64 bytes from 1.1.1.1: icmp_seq=1 ttl=63 time=5.59 ms

L’idéal serait de créer le fichier /etc/network/interfaces dans le rootfs pour que la configuration soit persistante et que la machine demande automatiquement une adresse IP au démarrage.

#/etc/network/interfaces.d/eth0
auto eth0
iface eth0 inet dhcp

Parfait, non ? Mais il y reste un problème : si je lance une deuxième machine virtuelle, comment faire pour qu’elle puisse communiquer avec notre première machine virtuelle ? Surtout qu’une interface TUN/TAP ne peut être utilisée que par une seule VM à la fois.

La réponse : créer un bridge pour connecter plusieurs interfaces TUN/TAP à un même réseau.

Créer un bridge

Comme dit précédemment, une interface TUN/TAP ne peut être utilisée que par une seule machine virtuelle à la fois. Nous devrons donc créer une interface TUN/TAP par instance. Notre objectif est alors de créer un bridge pour connecter toutes ces interfaces et ainsi créer un réseau de plusieurs machines virtuelles.

Commençons par supprimer l’interface tap0 et les règles IPTables pour repartir sur une base saine.

ip link del tap0
iptables -F # Suppression des règles iptables

J’ajoute un bridge nommé br0 et lui attribue une adresse IP. Celui-ci sera notre interface réseau principale à laquelle nous connecterons toutes nos interfaces TUN/TAP.

J’en profite aussi pour mettre en place le routage des paquets ainsi que les règles IPTables pour faire du NAT sur l’interface ens18 (indispensable pour accéder à internet).

ip link add name br0 type bridge
ip addr add 172.16.0.1/24 dev br0
ip link set dev br0 up
sysctl -w net.ipv4.ip_forward=1
iptables --table nat --append POSTROUTING --out-interface ens18 -j MASQUERADE
iptables --insert FORWARD --in-interface br0 -j ACCEPT

Ainsi, nous devrions avoir notre bridge br0 avec l’adresse 172.16.0.1/24.

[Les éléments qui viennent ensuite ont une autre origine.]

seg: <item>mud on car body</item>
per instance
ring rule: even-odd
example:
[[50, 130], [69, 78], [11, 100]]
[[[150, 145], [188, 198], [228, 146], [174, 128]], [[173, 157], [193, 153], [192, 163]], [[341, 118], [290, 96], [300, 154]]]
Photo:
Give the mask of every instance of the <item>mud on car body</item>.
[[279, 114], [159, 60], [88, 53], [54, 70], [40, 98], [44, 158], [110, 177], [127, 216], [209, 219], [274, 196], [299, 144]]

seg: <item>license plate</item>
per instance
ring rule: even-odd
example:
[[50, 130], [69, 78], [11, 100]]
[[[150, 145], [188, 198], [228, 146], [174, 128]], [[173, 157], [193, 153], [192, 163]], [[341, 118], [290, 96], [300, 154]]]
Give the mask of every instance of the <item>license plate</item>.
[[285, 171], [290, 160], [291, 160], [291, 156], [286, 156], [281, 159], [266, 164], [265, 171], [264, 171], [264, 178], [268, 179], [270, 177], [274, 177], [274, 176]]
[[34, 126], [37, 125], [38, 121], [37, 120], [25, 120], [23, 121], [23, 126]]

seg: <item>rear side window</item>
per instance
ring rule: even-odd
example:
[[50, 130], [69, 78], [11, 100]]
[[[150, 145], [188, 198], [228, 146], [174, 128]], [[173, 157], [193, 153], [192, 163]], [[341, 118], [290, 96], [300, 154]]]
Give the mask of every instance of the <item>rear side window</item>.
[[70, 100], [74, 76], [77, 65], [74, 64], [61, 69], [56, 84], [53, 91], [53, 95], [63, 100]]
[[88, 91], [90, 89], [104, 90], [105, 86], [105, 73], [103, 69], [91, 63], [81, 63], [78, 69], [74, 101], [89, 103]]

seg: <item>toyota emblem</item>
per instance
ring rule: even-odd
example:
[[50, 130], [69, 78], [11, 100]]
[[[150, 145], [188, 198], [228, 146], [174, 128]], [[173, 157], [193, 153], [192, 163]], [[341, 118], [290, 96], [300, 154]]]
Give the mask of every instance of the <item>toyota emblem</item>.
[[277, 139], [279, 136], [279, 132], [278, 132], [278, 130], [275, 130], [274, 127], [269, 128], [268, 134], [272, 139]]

Cette étape terminée, nous pouvons créer nos interfaces tapX et les ajouter au bridge.

# Interface pour VM-1
ip tuntap add dev tap0 mode tap
brctl addif br0 tap0
ip link set dev tap0 up

# Interface pour VM-2
ip tuntap add dev tap1 mode tap
brctl addif br0 tap1
ip link set dev tap1 up

J’ai également modifié le fichier /etc/dnsmasq.d/firecracker.conf pour que le DHCP soit disponible sur toutes les interfaces excepté ens18 (mon LAN).

dhcp-range=172.16.0.50,172.16.0.150,12h
except-interface=ens18

Je parle de créer une deuxième VM, mais je ne vous ai pas montré comment faire. Pour cela, nous avons besoin d’un second fichier rootfs (et ça tombe bien, nous en avons un premier sous Debian, et un second sous Alpine).

Créer une deuxième VM

Si on résume ce que nous avons fait jusqu’à présent :

  • Démarrer Firecracker avec un socket dans /tmp/firecracker.socket
  • Créer un réseau NAT avec un bridge nommé br0
  • Créer une interface tap0 et l’ajouter au bridge br0
  • Configurer Firecracker pour utiliser l’interface tap0
  • Configurer Firecracker pour utiliser le rootfs debian-rootfs.ext4 et le noyau 6.6-vmlinux
  • Démarrer la VM

Une fois la VM démarrée, si je relance des requêtes curl pour initier une seconde VM, je vais avoir une erreur puisque le socket ne permet pas de créer plusieurs VM.

La solution est d’avoir autant de processus Firecracker que de VM (et donc d’interface réseau tapX).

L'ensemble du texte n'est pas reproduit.